Do you have a security education program for your developers? I hope so. Although developers are certainly capable of writing quality, secure code, most were never trained in security. They just don't know what they don't know.
When I was actively developing enterprise software, I would visit the bookstore to purchase books on the technologies that I was using. These books were hundreds of pages long and cost about $60. In the end, there might be about 30-40 pages that I found useful. I was happy for those pages, but lamented the wasted time and cash for the stuff that didn't apply to me.
On-demand eLearning can suffer from the same drawback. For example, a secure Java coding course gives a great overview, but likely contains lessons and examples that do not apply to your developers. However, any great AppSec program will have some sort of on-demand eLearning program for developers.

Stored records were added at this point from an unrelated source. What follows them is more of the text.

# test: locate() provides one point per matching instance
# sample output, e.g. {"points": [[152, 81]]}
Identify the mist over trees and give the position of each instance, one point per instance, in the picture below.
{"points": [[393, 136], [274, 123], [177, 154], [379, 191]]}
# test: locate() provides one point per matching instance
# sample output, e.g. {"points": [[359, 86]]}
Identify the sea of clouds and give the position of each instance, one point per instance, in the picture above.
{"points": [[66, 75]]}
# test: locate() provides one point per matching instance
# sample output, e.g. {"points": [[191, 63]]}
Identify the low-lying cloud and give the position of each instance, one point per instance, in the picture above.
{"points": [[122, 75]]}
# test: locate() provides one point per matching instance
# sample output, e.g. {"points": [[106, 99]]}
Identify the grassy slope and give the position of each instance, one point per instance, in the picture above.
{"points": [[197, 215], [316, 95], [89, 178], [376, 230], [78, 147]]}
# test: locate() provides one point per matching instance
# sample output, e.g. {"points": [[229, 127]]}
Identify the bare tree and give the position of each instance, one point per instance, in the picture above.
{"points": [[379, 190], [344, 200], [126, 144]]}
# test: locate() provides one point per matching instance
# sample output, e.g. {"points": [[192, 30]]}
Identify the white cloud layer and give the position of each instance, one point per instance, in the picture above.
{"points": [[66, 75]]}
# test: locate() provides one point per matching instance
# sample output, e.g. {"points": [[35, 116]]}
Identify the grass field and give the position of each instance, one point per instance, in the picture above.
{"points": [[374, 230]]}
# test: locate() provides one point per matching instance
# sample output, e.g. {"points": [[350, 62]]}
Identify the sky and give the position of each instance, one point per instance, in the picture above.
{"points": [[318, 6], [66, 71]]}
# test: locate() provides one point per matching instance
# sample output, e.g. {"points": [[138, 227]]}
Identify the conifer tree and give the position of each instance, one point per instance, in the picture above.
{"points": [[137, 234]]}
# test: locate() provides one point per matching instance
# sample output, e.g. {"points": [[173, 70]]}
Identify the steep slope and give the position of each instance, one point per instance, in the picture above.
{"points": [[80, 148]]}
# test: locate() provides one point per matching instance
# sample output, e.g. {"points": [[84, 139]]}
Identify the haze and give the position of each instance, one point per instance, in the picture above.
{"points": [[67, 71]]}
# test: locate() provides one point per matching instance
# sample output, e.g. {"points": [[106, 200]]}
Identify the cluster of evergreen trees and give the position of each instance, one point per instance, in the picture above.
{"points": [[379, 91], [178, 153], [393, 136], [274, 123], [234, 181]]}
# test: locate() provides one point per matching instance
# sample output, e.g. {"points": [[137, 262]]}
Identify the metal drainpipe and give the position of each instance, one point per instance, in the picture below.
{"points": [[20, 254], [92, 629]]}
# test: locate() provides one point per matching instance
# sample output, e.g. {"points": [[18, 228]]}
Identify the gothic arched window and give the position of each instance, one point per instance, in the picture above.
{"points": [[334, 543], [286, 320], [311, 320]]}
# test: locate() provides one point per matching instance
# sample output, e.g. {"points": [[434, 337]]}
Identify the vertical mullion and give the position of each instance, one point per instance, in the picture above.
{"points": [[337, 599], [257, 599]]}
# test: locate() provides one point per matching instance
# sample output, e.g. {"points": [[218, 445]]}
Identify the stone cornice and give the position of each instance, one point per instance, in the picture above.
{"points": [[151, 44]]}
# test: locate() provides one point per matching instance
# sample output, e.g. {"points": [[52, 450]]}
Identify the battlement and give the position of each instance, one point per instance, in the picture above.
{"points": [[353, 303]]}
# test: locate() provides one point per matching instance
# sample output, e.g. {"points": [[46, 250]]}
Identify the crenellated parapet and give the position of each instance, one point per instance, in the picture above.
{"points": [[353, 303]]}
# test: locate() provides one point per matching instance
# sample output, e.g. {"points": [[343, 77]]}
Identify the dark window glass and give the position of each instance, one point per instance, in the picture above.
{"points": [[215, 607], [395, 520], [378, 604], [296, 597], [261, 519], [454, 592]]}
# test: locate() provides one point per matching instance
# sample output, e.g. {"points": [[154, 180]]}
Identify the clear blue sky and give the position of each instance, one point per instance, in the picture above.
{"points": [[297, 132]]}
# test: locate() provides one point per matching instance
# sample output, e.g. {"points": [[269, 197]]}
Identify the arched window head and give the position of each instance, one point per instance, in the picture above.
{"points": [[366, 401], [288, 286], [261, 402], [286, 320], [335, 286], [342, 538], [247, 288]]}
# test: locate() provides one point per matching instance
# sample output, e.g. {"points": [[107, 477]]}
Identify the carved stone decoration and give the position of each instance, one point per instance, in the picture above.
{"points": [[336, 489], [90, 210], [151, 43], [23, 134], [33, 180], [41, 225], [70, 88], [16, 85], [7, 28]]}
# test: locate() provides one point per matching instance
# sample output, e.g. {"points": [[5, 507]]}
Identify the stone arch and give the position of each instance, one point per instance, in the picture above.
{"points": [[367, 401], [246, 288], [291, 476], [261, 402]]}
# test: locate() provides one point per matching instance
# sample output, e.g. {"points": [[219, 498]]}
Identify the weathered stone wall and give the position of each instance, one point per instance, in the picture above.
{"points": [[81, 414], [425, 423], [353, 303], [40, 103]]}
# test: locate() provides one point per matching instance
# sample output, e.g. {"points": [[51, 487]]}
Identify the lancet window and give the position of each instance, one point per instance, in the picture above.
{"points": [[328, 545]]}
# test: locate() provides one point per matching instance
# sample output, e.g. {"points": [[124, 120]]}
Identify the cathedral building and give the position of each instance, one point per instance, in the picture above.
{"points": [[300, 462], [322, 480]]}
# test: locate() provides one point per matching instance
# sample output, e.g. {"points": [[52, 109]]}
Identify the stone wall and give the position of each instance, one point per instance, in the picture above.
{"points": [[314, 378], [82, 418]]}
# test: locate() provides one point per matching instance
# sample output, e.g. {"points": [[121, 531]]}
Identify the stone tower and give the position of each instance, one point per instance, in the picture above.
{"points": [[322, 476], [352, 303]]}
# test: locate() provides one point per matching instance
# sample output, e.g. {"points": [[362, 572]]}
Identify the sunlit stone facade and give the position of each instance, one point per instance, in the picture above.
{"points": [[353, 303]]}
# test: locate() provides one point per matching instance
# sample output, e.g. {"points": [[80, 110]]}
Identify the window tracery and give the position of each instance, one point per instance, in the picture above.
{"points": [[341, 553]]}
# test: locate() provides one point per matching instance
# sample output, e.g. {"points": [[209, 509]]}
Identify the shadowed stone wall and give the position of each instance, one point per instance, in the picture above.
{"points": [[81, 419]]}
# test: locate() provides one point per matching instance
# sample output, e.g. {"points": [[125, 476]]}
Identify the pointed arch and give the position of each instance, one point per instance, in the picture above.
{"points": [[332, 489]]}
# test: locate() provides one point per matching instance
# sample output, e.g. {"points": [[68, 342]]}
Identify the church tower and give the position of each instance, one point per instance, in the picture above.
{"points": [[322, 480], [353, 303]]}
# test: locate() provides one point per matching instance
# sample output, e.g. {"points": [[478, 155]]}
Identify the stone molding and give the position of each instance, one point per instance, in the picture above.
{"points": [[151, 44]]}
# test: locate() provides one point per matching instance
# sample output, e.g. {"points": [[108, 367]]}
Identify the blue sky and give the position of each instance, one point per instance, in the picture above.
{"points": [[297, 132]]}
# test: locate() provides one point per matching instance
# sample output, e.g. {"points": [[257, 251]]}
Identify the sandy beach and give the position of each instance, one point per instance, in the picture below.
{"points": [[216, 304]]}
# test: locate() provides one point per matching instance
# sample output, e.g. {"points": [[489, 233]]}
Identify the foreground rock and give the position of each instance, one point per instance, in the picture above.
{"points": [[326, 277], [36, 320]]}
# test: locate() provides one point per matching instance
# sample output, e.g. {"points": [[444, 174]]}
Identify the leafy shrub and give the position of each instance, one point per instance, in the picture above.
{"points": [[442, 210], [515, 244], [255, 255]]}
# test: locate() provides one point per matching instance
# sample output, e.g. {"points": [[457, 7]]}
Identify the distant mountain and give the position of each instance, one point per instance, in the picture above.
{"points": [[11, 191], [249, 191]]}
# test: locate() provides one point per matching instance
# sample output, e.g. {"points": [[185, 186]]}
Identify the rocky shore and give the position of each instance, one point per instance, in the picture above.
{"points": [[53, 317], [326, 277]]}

We have measured that teams using eLearning do remarkably better than teams that do not – seeing a 6x greater reduction in flaw density, according to our research for the latest State of Software Security report.
If you have a mature AppSec program, you can do even better. My definition of a mature AppSec program has several components:
1. A clearly defined and communicated security policy
2. Regular automated scans of the entire application
3. A way to aggregate security results
If you have these components already, then you are off to a great start. The next thing on your list should be to measure and track the most frequently introduced vulnerabilities, probably by CWE (Common Weakness Enumeration). This information will tell you exactly what your developers are struggling with. This metadata allows you to turn the blunt instrument of secure coding into the scalpel of a timely and entirely relevant learning lunch or instructor-led training session. Fill a room with pizzas and developers, and talk to them about a problem that they are currently struggling with. They will certainly pay closer attention to this specific help (in between bites of pizza).
Because you're regularly scanning, you can now measure the impact of your training on the teams you have helped. You should see a steady decrease in the number of those specific vulnerabilities over time. This ROI can be used to justify more expenditures for training. Lather, rinse, repeat.